From Table 1, probabilities of wet spells of 10 days or more in Yamunanagar in the month of July, August and September are 88%, 100% and 83%, respectively. From Table 2, probabilities of wet spells in Kurukshetra in the month of July, August and September are 77%, 61% and 50%, respectively. From Table 3, probabilities of dry spells in Panchkula in the month of July, August and September are 44%, 50% and 29%, respectively. From these analyses, it is seen that out of three districts Kurukshetra and Panchkula districts require irrigation and are more critical from irrigation point of view so that the crops could be sustained.

Table 1 Wet spell numbers and duration in days for Yamunanagar
Table 2 Wet spell numbers and duration in days for Kurukshetra
Table 3 Wet spell numbers and duration in days for Panchkula

From Table 4, probabilities of dry spells of 7 days or more in Yamunanagar in the month of July, August and September are 17%, 39% and 77%, respectively. From Table 5, probabilities of dry spells in Kurukshetra in the month of July, August and September are 77%, 83% and 100%, respectively. From Table 6, probabilities of dry spells in Panchkula in the month of July, August and September are 88%, 94% and 94%, respectively. From these analyses, it is seen that out of three districts Kurukshetra and Panchkula districts irrigation requirements are more critical for crops sustenance.
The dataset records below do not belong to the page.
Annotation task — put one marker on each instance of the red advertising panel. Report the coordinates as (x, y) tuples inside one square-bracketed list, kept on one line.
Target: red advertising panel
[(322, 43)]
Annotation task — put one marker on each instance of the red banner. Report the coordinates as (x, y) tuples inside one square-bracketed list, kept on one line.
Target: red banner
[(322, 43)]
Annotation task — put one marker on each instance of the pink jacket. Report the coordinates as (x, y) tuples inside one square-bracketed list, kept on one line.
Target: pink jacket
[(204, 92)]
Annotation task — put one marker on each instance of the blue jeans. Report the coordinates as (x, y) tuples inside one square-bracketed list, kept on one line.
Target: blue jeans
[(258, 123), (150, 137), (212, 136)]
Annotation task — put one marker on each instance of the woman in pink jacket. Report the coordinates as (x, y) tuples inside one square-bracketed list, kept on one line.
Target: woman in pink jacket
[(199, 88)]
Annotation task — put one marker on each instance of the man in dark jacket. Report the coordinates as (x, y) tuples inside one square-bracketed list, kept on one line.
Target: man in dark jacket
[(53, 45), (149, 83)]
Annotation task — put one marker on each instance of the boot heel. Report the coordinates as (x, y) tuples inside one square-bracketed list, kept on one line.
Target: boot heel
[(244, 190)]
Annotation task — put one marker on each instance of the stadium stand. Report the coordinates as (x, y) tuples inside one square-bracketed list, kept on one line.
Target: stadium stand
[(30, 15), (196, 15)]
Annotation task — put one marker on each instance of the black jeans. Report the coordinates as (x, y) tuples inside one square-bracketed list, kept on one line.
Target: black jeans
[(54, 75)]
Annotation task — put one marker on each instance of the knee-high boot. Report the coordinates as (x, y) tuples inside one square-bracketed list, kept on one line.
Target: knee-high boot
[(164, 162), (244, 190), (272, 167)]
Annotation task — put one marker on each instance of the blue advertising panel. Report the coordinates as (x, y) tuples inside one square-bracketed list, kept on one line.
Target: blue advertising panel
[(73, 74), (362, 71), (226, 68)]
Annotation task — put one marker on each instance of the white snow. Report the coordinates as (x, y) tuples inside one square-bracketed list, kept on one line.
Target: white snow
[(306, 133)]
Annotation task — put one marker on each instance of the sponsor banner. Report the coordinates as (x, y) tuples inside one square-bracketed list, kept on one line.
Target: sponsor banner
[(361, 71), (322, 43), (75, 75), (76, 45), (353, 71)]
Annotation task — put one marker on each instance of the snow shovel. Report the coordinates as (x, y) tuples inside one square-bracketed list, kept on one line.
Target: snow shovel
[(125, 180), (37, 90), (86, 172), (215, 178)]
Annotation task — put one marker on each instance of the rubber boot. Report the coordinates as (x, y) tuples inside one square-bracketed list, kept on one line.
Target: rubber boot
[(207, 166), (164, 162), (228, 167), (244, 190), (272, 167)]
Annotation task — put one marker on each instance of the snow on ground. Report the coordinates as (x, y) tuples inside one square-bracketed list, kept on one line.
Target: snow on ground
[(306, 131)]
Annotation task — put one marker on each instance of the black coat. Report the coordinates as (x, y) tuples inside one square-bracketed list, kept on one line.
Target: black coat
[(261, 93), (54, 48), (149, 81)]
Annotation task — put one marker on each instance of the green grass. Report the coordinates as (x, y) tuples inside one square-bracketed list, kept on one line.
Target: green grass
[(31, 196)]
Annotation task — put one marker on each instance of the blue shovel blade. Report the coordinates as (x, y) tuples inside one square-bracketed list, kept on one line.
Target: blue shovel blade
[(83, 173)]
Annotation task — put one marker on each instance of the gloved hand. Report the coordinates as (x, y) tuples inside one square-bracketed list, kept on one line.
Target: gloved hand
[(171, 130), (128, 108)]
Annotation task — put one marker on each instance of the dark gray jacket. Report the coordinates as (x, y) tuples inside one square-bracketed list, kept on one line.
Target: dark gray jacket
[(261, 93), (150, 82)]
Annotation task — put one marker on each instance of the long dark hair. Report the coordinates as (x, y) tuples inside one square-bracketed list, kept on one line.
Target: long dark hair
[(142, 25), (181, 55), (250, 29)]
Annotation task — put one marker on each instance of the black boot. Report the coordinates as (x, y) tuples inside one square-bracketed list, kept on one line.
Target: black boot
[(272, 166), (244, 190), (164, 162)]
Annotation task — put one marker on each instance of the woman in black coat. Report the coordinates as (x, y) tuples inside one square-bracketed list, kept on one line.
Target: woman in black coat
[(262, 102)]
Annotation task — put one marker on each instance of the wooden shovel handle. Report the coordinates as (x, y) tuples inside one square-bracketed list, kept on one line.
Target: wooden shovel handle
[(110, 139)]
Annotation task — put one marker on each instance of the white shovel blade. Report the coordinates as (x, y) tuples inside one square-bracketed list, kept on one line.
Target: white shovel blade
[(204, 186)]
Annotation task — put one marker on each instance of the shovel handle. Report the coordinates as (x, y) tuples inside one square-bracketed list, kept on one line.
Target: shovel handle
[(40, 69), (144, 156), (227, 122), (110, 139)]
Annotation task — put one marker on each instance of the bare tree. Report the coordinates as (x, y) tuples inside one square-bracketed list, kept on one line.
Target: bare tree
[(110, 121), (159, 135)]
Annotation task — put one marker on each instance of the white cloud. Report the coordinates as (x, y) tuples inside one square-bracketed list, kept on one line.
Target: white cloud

Table 4 Dry spell numbers and duration in days for Yamunanagar
Table 5 Dry spell numbers and duration in days for Kurukshetra
Table 6 Dry spell numbers and duration in days for Panchkula

4 Conclusions

The present study analysed the rainfall data for 18 years from 1997 to 2014 of selected cities of Haryana (Yamunanagar, Kurukshetra and Panchkula) for the determination of trend in maximum monthly daily rainfall during Kharif season using Mann–Kendall test along with Sen’s slope estimator for the magnitude of trend. It can be concluded that rainfall of July in Yamunanagar and Kurukshetra is decreasing with slope >−0.6. This will have implication on Kharif crop sowing. Yamunanagar is having the maximum number of wet spells. Kurukshetra and Yamunanagar are having long periods of dry spells.